Boult. She has a good face, speaks well, and has excellent good clothes: there's no farther necessity of qualities can make her be refused.

Bawd. What's her price, Boult?

Boult. I cannot be bated one doit of a thousand pieces.

Pand. Well, follow me, my masters, you shall have your money presently. Wife, take her in: instruct her what she has to do, that she may not be raw in her entertainment. [Exeunt Pander and Pirates. Bawd. Boult, take you the marks of her; the colour of her hair, complexion, height, her age, with warrant of her virginity, and cry, "He that will give most, shall have her first." Such a maidenhead were no cheap thing, if men were as they have been. Get this done as I command you.

Boult. Performance shall follow.

[Exit BOULT. Mar. Alack, that Leonine was so slack, so slow! He should have struck, not spoke; or that these pirates, (Not enough barbarous) had not o'erboard thrown me For to seek my mother!

Bawd. Why lament you, pretty one?

Mar. That I am pretty.

Bawd. Come, the gods have done their part in you. Mar. I accuse them not.

Bawd. You are lit into my hands, where you are like to live.

Mar. The more my fault,

To 'scape his hands where I was like to die.

Bawd. Ay, and you shall live in pleasure.

Mar. No.

Bawd. Yes, indeed, shall you, and taste gentlemen of all fashions.
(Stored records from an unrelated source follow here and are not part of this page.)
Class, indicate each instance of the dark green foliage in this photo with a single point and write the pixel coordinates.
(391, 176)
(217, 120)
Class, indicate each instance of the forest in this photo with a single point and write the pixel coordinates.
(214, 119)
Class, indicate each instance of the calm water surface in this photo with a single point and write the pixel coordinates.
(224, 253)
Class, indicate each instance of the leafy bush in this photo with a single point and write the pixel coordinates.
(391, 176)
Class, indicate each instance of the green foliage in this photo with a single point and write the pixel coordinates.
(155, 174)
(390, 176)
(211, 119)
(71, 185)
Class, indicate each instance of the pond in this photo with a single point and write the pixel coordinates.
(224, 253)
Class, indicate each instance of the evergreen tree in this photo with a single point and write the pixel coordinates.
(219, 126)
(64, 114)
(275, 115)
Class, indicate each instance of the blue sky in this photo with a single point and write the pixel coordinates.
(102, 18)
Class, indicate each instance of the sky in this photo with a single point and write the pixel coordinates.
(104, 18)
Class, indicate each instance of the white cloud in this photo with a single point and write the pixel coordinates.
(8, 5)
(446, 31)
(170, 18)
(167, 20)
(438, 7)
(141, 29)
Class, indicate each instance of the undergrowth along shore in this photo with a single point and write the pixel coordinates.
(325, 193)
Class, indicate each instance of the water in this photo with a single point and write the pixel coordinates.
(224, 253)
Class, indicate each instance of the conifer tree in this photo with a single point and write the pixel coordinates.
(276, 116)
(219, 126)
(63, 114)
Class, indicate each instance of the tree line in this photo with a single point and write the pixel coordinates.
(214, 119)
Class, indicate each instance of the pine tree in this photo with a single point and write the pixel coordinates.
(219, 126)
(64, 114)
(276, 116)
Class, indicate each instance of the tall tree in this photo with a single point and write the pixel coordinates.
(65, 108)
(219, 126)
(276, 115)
You shall fare well: you shall have the difference of all complexions. What! do you stop your ears?

Mar. Are you a woman?

Bawd. What would you have me be, an I be not a woman?
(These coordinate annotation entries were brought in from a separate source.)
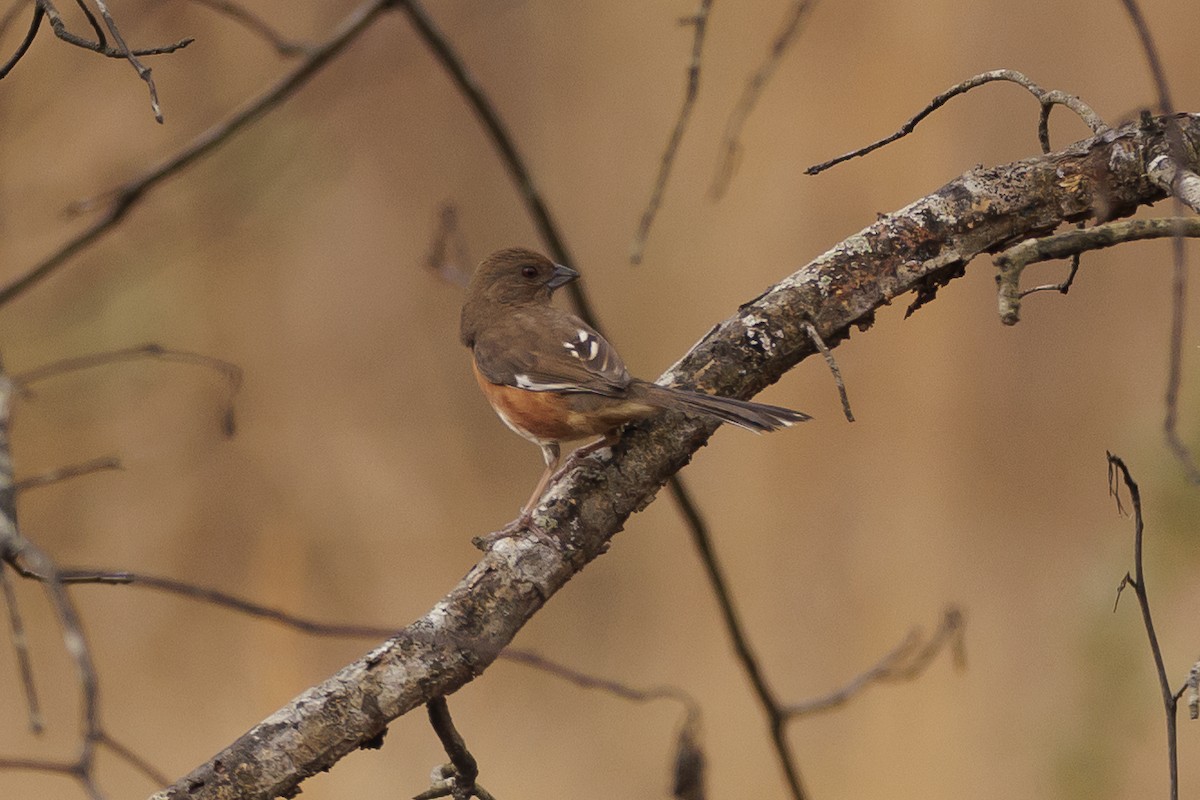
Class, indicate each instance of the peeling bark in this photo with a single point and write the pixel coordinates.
(916, 248)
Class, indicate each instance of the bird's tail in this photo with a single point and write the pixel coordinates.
(753, 416)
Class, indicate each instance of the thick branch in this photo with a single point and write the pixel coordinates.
(916, 248)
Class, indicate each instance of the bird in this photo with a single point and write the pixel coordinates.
(552, 378)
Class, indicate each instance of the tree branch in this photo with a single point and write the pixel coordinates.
(917, 248)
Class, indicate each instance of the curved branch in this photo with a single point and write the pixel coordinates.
(925, 244)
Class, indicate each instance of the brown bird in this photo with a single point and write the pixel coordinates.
(552, 378)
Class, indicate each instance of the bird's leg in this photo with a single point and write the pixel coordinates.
(606, 440)
(525, 521)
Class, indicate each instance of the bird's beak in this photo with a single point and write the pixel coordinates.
(562, 275)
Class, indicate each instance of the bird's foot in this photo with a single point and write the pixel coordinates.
(523, 525)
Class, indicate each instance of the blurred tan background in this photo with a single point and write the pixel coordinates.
(366, 459)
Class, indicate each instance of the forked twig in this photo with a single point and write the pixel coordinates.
(700, 25)
(731, 139)
(1177, 152)
(1117, 469)
(257, 25)
(123, 198)
(1048, 98)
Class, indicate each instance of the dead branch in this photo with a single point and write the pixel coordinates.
(1048, 98)
(120, 200)
(906, 661)
(1119, 471)
(925, 244)
(1071, 244)
(700, 25)
(46, 8)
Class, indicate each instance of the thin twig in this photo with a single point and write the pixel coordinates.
(216, 597)
(133, 759)
(95, 24)
(10, 16)
(121, 199)
(21, 648)
(465, 767)
(1071, 244)
(21, 553)
(505, 144)
(141, 68)
(906, 661)
(771, 705)
(231, 372)
(67, 473)
(1138, 581)
(256, 24)
(1177, 150)
(700, 25)
(35, 23)
(585, 680)
(731, 139)
(1048, 98)
(448, 248)
(815, 336)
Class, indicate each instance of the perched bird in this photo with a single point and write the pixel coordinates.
(552, 378)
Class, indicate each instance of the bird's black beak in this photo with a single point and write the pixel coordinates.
(561, 276)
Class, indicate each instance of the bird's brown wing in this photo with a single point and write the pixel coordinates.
(545, 349)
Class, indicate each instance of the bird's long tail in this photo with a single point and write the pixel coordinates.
(753, 416)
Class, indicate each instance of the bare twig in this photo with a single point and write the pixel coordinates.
(10, 16)
(256, 24)
(1117, 469)
(460, 779)
(1177, 151)
(906, 661)
(1048, 98)
(772, 708)
(448, 248)
(46, 8)
(21, 553)
(133, 759)
(731, 139)
(1071, 244)
(231, 372)
(1193, 689)
(67, 473)
(815, 336)
(95, 23)
(21, 648)
(700, 25)
(125, 197)
(35, 23)
(504, 143)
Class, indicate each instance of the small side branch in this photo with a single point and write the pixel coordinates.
(1117, 469)
(1071, 244)
(906, 661)
(256, 24)
(731, 139)
(46, 8)
(700, 25)
(231, 372)
(459, 776)
(1048, 98)
(120, 200)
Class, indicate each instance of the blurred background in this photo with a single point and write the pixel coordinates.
(366, 459)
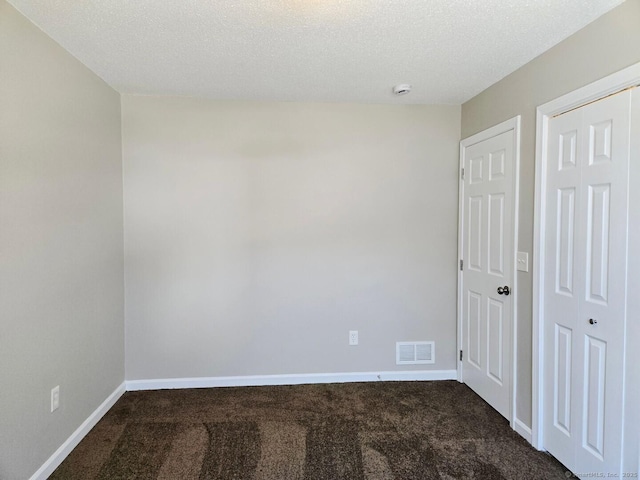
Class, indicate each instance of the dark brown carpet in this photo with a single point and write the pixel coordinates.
(383, 430)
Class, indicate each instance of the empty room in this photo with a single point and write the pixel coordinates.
(305, 239)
Mar. An honest woman, or not a woman.

Bawd. Marry, whip thee, gosling: I think I shall have something to do with you. Come, you are a young foolish sapling, and must be bowed as I would have you.

Mar. The gods defend me!

Bawd. If it please the gods to defend you by men, then men must comfort you, men must feed you, men stir you up.-Boult's returned.

Re-enter BOULT.

Now, sir, hast thou cried her through the market? Boult. I have cried her almost to the number of her hairs I have drawn her picture with my voice.

Bawd. And I pr'ythee, tell me, how dost thou find the inclination of the people, especially of the younger

sort?

Boult. Faith, they listened to me, as they would have hearkened to their father's testament. There was a Spaniard's mouth so watered, that he went to bed to her very description.

Bawd. We shall have him here to-morrow with his best ruff on.

Boult. To-night, to-night. But, mistress, do you know the French knight that cowers i' the hams? Bawd. Who? monsieur Veroles?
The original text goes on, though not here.